Students who apply for on-campus housing are randomly assigned numbers that HDRL processes in order, based on availability and preference. Students returning to campus for the Spring—including study abroad students and those returning from a leave of absence or withdrawal—applied for on-campus housing by Oct. 31. HDRL did not provide the total number of students who requested on-campus housing for the Spring.
Many students, such as junior Taylor Jones, said they hoped for a spot on West Campus even though they were unsure of what to expect.

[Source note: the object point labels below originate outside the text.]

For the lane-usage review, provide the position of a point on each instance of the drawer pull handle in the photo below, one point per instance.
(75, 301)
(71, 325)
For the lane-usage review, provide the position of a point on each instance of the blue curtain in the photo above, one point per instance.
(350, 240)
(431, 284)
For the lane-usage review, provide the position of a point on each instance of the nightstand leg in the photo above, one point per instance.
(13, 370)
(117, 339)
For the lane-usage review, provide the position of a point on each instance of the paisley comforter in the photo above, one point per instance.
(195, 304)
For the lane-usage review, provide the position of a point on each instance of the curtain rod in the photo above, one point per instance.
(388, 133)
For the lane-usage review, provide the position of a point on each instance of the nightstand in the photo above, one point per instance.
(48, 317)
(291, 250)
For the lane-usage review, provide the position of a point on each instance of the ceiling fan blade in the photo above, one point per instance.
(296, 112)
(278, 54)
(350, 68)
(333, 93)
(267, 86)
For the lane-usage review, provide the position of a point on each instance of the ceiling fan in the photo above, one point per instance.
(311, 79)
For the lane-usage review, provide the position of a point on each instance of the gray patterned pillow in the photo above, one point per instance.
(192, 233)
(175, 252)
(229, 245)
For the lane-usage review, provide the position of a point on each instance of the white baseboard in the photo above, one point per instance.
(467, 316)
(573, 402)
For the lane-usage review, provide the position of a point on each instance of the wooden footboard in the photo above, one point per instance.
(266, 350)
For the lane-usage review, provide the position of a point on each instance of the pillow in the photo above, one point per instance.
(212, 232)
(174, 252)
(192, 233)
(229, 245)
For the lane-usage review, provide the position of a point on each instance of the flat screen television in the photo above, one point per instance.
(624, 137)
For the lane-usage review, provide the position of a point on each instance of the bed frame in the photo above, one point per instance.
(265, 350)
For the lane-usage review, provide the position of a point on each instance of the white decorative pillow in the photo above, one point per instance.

“We know of so many people that applied to live off campus and weren’t let off, so we naturally assumed that on-campus housing had to be abundant,” wrote Jones, who is also studying abroad in Madrid, in an email Sunday. “We had no idea that not receiving a housing assignment was even an option. Since we’re all scattered all over the world right now, it’s been hard to figure out what’s going on at Duke, and we haven’t really gotten many answers yet which has been pretty frustrating.”
Junior Brandon Locke said he believes that HDRL likely did not have many doubles on campus for juniors coming back from abroad. Locke and several of his friends received an email explaining that there were no more empty rooms for roommate pairs, so he will most likely live with someone that he does not know.
Locke, who is a member of Wayne Manor, said many of the juniors in the selective living group also went abroad.
“A lot of my friends in [Wayne] already have their assignments, so it would have been much nicer to have been one of those lucky few so that I would not have had to think about this,” Locke said. “But, it’s just for one semester…. Obviously, I wish [HDRL] had gotten the information on who would be leaving or staying [sooner], so we all could have gotten our housing assignments at the same time. Now, people are left dangling.”
Some other students, though not waiting for an assignment, instead had their preferred living arrangement split. Junior Andrei Santalo, who is studying abroad in Barcelona, said he was told by HDRL last Spring that attaining a 3-bedroom, gender-neutral apartment with his three other roommates on Central Campus after returning from abroad would not be a problem.
Santalo said, however, that he was notified a few weeks ago that 3-bedroom apartments were no longer available.
“They put me and [my other roommate] together on Oregon and [the other two roommates in another Oregon apartment,” he said. “Now we’re in the same building on opposite sides, which ended up not being a terrible situation.”
Santalo is still exercising the gender-neutral option, though he noted his frustrations with the system.